That said, the change isn’t drastic. “INTERNET PROTOCOL” is still a heavy album that keeps a lot of MBR traditions intact. Songs like “POP3” focus on lower-pitched, heavier notes and have disgusting beat drops and bridges. Mostly, it feels like MBR subtly moved towards 8-bit influences and away from synth wave and metal ones. That’s not a bad thing. Given how often MBR puts out albums, each one should sound different.
For me, the weakest element of “INTERNET PROTOCOL” were actually the transitions. The inter-song transitions between some tracks felt harsh and stuttered, breaking the flow and cohesion of the album in brief spots. It seemed to me like this was intentional, maybe to make each song stand out on its own, but I always liked the flow MBR albums had. Smoother transitions make heavier, more progressive music feel more palatable to me.
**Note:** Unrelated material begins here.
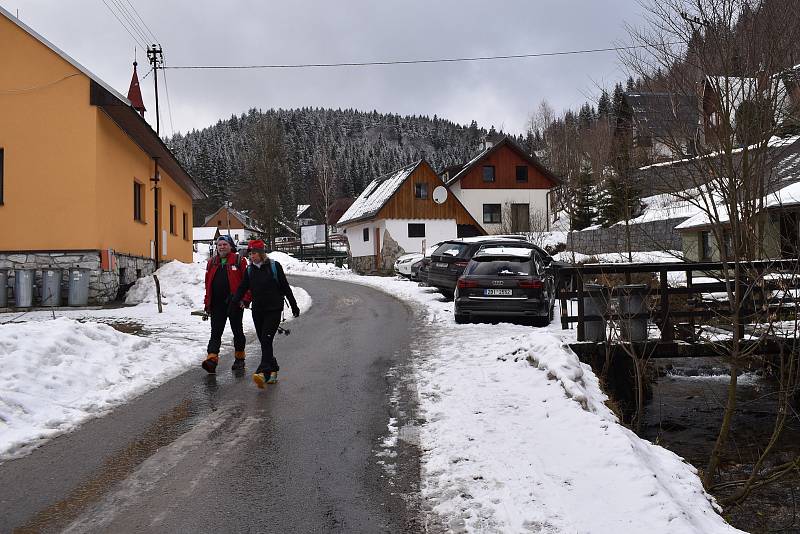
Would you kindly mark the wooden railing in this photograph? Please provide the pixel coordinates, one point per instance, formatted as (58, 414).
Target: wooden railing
(758, 280)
While I didn’t like the new style of transition, I did love the album overall. It’s a great listen for anyone interested in heavier electronic music like synth wave, or people that like classic gaming soundtracks, metal or prog. Each song still feels tightly composed and full of exciting ups and downs. While the heaviness has fallen a little, that just makes way for the rise of the groovy, 8-bit side of the music. What you get is a heavy and fun album full of awesome moments and unique personality.